"Georgia is behaving in a provocative way. One gets the impression that someone irresponsible is seeking a pretext for a war," Dmitry Rogozin said.
Georgia claims that on April 20 a Russian MiG-29 Fulcrum fighter from the Gudauta military base in Abkhazia, where Russian peacekeepers have been stationed since the end of a bloody conflict in the early 1990s, shot down a Georgian drone.
The incident came after Russian President Vladimir Putin's calls earlier this month for closer ties with Georgia's two breakaway provinces, and has plunged relations between Moscow and Tbilisi to a new low. Putin's statement provoked an angry response from Tbilisi, with Georgia's foreign minister accusing Russia of attempting "to annex" the two republics.
Abkhazia and South Ossetia broke away from Georgia in 1991 following the collapse of the Soviet Union.
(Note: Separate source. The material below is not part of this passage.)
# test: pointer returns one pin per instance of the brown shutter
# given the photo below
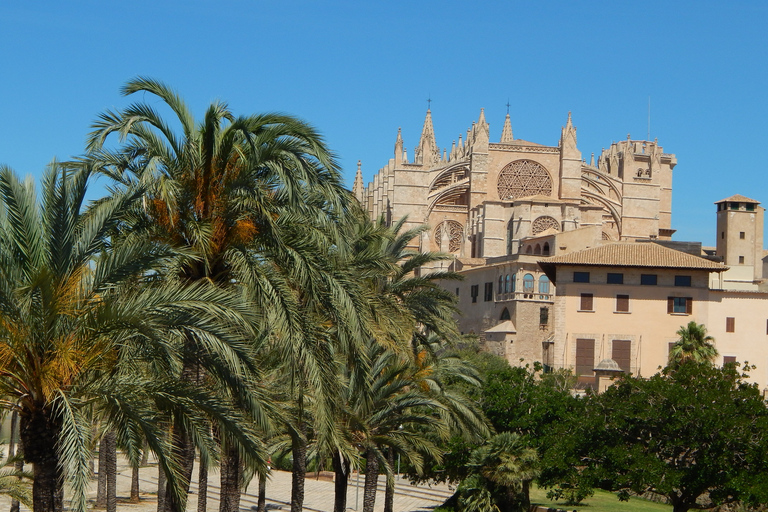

Georgia is looking to regain control over the two republics.
Ex-Soviet breakaway regions have stepped up their drive for self-rule since Kosovo's declaration of independence on February 17. Georgia's Abkhazia and South Ossetia, along with Moldova's Transdnestr, have since asked Russia's parliament, the UN and other organizations to recognize their independence.
Valery Kenyaikin, the Russian Foreign Ministry's ambassador at large, said on April 25 that Russia would do everything possible to protect the interests of Russian citizens living in Georgia's breakaway republics.
"We will not leave our citizens in Abkhazia and South Ossetia in difficulty and this should be clearly understood... We will do everything possible to avert a military conflict." He also added however that Russia would "have to use military force," if the need arose.
Alexander Torshin, a deputy speaker at the Federation Council, Russia's upper house of parliament, said on Monday that this statement "should be interpreted as a warning against adventurism."